Gabrielle d'Estrées et sa sœur. 

     Elle est passée par ici, elle est revenue par là... Comme le furet, la Belle Gabrielle a été aperçue à différents endroits de Montmartre!

Gabrielle d'Estrées à Montmartre. Légende et réalité.

    Les Montmartrois qui, comme chacun sait, aiment se parer des plumes du paon n'ont pas manqué de la "montmartriser" et d'embellir avec elle la légende de la Butte.

Pardonnons leur ce péché mignon (bien que nous soyons au temps d'Henri IV et non d'Henri III)! 

Rue Cortot.

Rue Cortot.

     Les lieux qui ont reçu son nom sont pour la plupart situés au cœur de la Butte, à quelques pas de l'ancienne abbaye. Ils s'étendent rue Cortot (côté pair) du début à la fin de la rue, englobant la maison où Satie a vécu, le musée et ses jardins jusqu'à la dernière maison à l'angle de la rue des Saules, emplacement de celle où vécut Aristide Bruant.

Rue Cortot. La 1ère maison à gauche a été bâtie sur les ruines de celle qu'habita Aristide Bruant.

 

On trouve dans ce pâté de maisons : le parc de la Belle Gabrielle :

                                 Entrée du parc de la Belle Gabrielle

                            Une partie du parc de la Belle Gabrielle et la "maison"

Dans le même parc, la maison de Henri IV :

 

La maison de la Belle Gabrielle (parfois appelée "manoir") :

 

 

     Cette photo nous montre la maison qui est en fait celle du Bel Air  (XVIIème siècle) et qui fait partie aujourd'hui du musée.

Le parc est devenu la vigne de Montmartre.

La vigne au printemps

La vigne au printemps

Le Puits de la Belle Gabrielle :

 La vérité sort-elle toute nue de ce puits? Apparemment non!

 

   N'oublions pas, en bas de la rue du Mont-Cenis, un autre  Manoir de Gabrielle d'Estrées!

 

Qui était parfois appelé bergerie!

 

Le "manoir" peint par Utrillo.

Le "manoir" peint par Utrillo.

Un dernier endroit porta le nom de la Belle Gabrielle...

 

Gabrielle d'Estrées à Montmartre. Légende et réalité.

     Il s'agit du cabaret au rez-de chaussée d'un immeuble toujours debout à l'angle des rues St Vincent et du Mont-Cenis. Il a été peint et repeint par Utrillo qui aimait y boire quelques verres d'absinthe et qui avait pour payer son ardoise recouvert de fresques les murs des toilettes. Elles furent lessivées par la propriétaire qui ne supportait pas l'odeur de la peinture.

Gabrielle d'Estrées à Montmartre.
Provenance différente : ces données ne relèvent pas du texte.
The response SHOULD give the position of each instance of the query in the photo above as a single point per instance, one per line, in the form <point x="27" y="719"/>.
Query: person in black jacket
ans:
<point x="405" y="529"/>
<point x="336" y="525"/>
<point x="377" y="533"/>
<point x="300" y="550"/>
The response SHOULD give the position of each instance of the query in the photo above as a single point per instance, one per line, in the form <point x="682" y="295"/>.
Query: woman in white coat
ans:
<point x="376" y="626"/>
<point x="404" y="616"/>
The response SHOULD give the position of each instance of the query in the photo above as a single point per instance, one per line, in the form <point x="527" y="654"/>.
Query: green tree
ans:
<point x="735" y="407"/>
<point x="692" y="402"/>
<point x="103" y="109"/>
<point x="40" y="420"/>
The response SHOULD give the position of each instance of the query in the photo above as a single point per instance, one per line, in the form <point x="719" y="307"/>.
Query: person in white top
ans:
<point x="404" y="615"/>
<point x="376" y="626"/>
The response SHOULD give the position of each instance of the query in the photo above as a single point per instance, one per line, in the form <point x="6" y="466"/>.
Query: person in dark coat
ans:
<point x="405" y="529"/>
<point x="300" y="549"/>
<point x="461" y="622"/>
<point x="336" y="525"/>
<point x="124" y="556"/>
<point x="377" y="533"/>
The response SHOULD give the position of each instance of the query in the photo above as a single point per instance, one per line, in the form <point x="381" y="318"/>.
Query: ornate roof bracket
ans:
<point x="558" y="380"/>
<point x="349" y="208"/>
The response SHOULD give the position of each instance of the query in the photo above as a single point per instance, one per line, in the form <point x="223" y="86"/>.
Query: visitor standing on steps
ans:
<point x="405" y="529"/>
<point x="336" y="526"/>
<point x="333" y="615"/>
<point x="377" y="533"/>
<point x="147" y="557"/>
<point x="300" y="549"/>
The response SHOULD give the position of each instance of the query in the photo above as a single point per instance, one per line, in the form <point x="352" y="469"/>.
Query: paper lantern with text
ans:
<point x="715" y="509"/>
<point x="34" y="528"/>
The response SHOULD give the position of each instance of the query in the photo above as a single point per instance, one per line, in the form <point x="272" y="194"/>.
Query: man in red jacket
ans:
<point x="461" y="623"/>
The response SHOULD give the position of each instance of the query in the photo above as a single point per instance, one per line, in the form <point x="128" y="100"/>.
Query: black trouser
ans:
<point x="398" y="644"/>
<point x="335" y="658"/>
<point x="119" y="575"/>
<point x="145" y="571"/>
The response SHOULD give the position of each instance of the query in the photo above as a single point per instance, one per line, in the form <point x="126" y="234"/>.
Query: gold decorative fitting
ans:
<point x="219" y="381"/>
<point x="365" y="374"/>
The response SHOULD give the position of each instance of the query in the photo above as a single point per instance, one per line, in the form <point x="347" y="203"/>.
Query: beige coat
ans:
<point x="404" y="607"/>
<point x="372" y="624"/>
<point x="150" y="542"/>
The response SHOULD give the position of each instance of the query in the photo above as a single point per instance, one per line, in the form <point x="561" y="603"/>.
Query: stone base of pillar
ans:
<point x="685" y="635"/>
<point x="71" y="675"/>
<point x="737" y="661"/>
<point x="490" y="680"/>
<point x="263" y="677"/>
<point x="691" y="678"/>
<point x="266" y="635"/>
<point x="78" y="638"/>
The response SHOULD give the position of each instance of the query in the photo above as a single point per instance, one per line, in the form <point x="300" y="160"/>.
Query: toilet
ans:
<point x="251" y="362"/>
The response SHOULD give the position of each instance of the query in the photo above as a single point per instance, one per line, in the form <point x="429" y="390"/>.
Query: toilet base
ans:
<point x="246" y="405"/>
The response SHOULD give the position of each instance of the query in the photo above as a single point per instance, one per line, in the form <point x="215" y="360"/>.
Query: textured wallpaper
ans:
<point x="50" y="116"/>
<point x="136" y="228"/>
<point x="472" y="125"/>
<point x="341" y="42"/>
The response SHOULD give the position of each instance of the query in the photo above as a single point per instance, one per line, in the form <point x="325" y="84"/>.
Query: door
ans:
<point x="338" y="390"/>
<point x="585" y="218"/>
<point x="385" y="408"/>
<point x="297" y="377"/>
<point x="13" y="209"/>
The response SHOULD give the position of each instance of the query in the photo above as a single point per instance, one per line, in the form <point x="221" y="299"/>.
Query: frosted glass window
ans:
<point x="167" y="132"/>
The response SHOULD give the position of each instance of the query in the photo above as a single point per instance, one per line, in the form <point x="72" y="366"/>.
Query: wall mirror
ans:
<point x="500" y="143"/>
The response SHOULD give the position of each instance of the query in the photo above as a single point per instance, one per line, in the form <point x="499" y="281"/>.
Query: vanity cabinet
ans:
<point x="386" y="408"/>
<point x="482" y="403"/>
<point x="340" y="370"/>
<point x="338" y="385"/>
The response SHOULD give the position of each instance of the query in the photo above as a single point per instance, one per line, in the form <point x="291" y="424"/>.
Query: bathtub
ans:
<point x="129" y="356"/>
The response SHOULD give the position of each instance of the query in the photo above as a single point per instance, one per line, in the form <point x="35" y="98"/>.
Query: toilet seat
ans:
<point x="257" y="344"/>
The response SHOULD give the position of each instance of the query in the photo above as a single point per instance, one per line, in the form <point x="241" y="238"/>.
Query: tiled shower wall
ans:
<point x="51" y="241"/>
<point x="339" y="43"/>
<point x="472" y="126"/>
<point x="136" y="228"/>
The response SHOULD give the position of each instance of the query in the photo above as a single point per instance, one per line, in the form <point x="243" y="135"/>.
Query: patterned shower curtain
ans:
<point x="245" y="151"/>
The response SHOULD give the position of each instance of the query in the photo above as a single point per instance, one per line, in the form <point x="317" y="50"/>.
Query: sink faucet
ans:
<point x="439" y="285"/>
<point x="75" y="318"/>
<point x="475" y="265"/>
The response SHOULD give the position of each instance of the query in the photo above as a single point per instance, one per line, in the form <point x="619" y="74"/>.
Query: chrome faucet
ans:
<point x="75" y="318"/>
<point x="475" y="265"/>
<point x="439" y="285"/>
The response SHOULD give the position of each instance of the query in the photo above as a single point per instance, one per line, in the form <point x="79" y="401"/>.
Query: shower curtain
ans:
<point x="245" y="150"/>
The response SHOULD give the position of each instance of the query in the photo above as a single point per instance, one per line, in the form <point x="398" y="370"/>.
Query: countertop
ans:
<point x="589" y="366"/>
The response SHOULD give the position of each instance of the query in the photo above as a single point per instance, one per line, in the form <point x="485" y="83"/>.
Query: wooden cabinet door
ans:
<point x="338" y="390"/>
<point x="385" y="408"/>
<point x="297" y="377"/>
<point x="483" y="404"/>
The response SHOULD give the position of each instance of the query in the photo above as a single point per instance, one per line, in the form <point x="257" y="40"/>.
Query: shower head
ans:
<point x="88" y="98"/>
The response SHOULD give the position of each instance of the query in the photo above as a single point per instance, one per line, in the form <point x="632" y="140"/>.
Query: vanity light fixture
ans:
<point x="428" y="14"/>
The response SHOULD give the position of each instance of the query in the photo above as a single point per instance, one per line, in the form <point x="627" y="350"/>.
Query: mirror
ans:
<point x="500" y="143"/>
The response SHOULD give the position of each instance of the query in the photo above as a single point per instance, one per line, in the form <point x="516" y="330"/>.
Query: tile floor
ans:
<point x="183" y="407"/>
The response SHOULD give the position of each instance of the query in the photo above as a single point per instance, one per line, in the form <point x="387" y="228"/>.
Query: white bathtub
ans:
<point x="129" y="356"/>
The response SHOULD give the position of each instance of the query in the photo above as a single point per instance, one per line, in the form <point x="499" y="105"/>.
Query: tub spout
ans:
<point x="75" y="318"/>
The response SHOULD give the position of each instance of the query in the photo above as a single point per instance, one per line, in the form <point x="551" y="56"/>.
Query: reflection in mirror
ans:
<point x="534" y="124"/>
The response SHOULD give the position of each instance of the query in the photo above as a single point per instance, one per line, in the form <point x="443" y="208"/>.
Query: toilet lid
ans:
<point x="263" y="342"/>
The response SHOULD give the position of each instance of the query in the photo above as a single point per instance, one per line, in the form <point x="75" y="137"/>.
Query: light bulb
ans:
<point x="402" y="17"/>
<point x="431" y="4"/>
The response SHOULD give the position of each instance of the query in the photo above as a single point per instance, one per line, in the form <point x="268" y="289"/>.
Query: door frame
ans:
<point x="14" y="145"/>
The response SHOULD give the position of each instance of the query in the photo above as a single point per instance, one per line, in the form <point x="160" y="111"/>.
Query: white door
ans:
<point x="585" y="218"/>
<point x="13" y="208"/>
Légende et réalité.

  Cette présence si importante de la Belle Gabrielle à Montmartre dans ce périmètre bien délimité entre les rues Cortot, Saint-Vincent et du Mont-Cenis peut nous intriguer. 

Tentons, en historien que nous ne sommes pas de démêler le vrai du faux (car nous le verrons, il y a plus qu'un nuage de vrai).
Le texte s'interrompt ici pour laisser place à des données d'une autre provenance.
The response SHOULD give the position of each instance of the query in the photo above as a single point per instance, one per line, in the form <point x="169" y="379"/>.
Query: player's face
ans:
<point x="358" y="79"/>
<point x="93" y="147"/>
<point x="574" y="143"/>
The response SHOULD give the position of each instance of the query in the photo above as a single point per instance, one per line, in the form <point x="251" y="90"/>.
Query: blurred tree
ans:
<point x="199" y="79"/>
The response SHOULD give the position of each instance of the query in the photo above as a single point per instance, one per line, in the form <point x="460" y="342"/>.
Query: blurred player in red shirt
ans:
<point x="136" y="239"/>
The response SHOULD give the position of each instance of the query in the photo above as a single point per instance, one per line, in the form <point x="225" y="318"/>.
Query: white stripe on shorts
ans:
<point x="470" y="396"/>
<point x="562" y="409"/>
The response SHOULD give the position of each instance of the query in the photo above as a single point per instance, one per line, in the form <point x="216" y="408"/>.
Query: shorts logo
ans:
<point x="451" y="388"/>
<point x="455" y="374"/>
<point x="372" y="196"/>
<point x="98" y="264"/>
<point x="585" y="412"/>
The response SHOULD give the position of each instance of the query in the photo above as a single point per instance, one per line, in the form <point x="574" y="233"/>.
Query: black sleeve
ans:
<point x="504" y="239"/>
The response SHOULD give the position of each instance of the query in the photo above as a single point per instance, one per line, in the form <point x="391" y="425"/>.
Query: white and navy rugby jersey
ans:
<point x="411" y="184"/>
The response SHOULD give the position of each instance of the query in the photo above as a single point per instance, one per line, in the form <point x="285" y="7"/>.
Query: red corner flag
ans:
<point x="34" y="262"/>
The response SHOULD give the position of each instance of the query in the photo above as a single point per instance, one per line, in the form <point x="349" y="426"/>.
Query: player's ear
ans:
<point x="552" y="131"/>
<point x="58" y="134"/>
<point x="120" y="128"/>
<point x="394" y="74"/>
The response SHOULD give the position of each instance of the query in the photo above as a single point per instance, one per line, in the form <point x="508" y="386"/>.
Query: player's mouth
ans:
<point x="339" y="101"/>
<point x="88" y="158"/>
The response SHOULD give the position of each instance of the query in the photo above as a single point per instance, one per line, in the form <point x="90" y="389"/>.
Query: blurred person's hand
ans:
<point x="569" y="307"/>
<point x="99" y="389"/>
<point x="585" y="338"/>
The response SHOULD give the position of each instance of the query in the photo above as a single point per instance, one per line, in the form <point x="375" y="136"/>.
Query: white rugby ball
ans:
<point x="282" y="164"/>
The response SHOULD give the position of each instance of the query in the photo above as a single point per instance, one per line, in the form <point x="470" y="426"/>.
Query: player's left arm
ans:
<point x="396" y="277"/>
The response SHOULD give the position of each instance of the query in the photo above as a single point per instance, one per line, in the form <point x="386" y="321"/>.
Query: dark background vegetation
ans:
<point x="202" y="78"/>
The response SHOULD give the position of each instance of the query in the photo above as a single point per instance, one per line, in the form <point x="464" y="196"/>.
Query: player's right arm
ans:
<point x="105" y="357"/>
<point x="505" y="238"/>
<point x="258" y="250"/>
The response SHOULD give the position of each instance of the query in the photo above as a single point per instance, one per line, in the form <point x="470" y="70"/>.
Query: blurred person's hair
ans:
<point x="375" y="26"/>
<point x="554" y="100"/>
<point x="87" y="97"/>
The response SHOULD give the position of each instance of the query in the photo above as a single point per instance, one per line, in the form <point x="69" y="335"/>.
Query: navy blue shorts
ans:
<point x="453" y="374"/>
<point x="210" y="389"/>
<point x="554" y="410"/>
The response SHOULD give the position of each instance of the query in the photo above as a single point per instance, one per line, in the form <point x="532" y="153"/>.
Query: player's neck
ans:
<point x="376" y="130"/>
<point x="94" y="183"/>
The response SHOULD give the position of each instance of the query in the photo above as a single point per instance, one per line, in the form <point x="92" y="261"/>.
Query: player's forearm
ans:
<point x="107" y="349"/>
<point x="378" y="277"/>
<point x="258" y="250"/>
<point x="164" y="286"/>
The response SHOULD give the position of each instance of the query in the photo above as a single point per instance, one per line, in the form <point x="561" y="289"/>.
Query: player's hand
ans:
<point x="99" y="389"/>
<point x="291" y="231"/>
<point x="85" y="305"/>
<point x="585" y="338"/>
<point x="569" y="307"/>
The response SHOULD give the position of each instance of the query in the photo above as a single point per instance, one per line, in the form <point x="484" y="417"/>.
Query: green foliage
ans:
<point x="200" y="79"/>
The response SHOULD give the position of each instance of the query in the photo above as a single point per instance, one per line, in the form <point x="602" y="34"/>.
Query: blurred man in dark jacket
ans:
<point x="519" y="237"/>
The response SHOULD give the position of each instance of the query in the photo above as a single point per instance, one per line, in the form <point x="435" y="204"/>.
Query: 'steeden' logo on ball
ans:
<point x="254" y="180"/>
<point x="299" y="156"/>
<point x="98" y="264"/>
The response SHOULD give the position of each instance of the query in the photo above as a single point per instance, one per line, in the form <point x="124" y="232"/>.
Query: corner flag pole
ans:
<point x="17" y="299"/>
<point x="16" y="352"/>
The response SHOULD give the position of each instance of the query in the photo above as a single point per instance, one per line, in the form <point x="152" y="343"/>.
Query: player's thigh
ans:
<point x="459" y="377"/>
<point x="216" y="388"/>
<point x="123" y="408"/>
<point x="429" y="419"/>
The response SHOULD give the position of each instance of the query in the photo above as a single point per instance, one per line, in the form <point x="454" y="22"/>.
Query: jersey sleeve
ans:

Je remercie mon ami Pierre qui sans qu'il eût été besoin d'un clair de lune m'a prêté non pas sa plume mais son érudition! 
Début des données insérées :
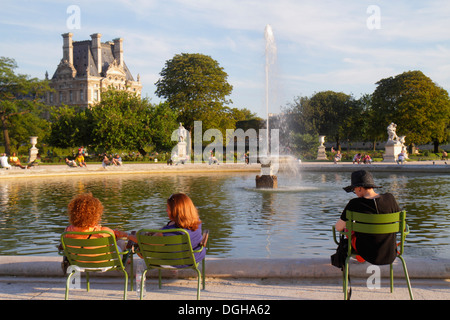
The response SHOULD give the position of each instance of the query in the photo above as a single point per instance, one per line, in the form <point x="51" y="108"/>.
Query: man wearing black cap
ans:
<point x="376" y="249"/>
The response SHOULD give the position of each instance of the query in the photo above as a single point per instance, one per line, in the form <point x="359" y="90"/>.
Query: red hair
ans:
<point x="85" y="211"/>
<point x="183" y="212"/>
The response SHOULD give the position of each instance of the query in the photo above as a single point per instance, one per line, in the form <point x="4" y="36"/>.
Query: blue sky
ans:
<point x="344" y="46"/>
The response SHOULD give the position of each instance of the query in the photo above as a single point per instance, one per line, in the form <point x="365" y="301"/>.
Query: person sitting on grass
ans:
<point x="15" y="161"/>
<point x="71" y="163"/>
<point x="4" y="161"/>
<point x="117" y="160"/>
<point x="80" y="160"/>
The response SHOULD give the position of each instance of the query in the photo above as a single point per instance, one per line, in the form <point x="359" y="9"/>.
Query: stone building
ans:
<point x="88" y="67"/>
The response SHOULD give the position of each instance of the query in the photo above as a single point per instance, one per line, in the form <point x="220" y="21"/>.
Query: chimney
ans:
<point x="67" y="47"/>
<point x="97" y="50"/>
<point x="118" y="50"/>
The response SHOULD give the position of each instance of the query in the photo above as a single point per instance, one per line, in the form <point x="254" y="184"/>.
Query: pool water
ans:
<point x="293" y="221"/>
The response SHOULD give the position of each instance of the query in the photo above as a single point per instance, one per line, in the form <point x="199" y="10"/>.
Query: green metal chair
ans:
<point x="375" y="224"/>
<point x="94" y="255"/>
<point x="168" y="252"/>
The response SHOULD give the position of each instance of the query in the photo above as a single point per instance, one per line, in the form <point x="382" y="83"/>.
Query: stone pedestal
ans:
<point x="266" y="180"/>
<point x="33" y="150"/>
<point x="391" y="151"/>
<point x="182" y="149"/>
<point x="321" y="154"/>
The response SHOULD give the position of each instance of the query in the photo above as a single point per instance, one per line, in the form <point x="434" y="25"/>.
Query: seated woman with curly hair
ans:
<point x="85" y="213"/>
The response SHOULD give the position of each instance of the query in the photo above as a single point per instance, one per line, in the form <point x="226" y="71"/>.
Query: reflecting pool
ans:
<point x="293" y="221"/>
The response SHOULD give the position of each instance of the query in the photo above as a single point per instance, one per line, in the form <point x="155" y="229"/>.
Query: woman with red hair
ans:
<point x="183" y="214"/>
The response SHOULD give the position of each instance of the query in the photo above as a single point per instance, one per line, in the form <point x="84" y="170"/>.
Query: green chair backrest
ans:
<point x="377" y="224"/>
<point x="161" y="251"/>
<point x="93" y="253"/>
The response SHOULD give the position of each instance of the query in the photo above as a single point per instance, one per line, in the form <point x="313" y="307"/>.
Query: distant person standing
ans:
<point x="401" y="157"/>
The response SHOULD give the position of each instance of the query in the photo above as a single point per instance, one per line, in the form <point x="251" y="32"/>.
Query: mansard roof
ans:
<point x="85" y="63"/>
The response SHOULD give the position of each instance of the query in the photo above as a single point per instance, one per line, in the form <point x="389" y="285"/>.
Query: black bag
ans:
<point x="338" y="259"/>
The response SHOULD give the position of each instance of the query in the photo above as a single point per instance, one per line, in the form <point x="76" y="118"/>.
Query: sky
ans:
<point x="343" y="46"/>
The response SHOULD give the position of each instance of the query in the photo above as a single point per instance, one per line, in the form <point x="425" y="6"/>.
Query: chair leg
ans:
<point x="391" y="274"/>
<point x="143" y="284"/>
<point x="199" y="280"/>
<point x="126" y="285"/>
<point x="203" y="272"/>
<point x="346" y="297"/>
<point x="159" y="277"/>
<point x="405" y="270"/>
<point x="66" y="296"/>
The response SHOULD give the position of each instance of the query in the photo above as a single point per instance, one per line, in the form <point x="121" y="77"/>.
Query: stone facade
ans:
<point x="87" y="68"/>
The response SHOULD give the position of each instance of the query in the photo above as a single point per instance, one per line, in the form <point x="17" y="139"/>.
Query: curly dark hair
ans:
<point x="85" y="211"/>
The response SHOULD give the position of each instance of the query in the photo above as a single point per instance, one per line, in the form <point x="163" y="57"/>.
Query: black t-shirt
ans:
<point x="377" y="249"/>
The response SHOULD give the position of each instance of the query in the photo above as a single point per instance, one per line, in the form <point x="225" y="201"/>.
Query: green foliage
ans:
<point x="19" y="95"/>
<point x="121" y="120"/>
<point x="419" y="107"/>
<point x="328" y="113"/>
<point x="196" y="87"/>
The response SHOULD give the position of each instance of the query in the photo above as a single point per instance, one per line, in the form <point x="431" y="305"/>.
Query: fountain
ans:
<point x="33" y="150"/>
<point x="267" y="179"/>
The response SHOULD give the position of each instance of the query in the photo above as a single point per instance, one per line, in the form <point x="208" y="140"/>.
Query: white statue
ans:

Gabrielle d'Estrées à Montmartre. Légende et réalité.

    Gabrielle est passée dans le ciel de l'histoire, comme une météorite, éblouissante et fugace. Neuf années de sa courte vie lui ont permis, grâce à l'amour que lui portait le roi, d'éclairer le ciel souvent ténébreux de son époque.

Gabrielle d'Estrées à Montmartre. Légende et réalité.

     En 1590, Henri de Navarre assiège Paris et pour avoir une vue stratégique sur la ville établit son camp sur la Butte. Il choisit de loger dans l'abbaye où vit la jeune et belle abbesse Claude de Beauvilliers.

 

    Les adversaires, nombreux, du Navarrais, prétendent qu'il aurait eu avec elle une liaison passionnée (on ne prête qu'aux riches) tandis que ses capitaines, pour suivre comme il se doit l'exemple de leur chef, auraient à leur tour butiné les jeunes nonnes. L'abbaye aurait été appelée "le magasin à putes de l'armée"!

     Rabelais n'est pas mort depuis longtemps qui en avait autant pour les monastères d'hommes et écrivait qu'il suffisait qu'une femme passât à l'ombre de leurs murs pour tomber enceinte! Pas forcément du Saint-Esprit!

Gabrielle d'Estrées à Montmartre. Légende et réalité.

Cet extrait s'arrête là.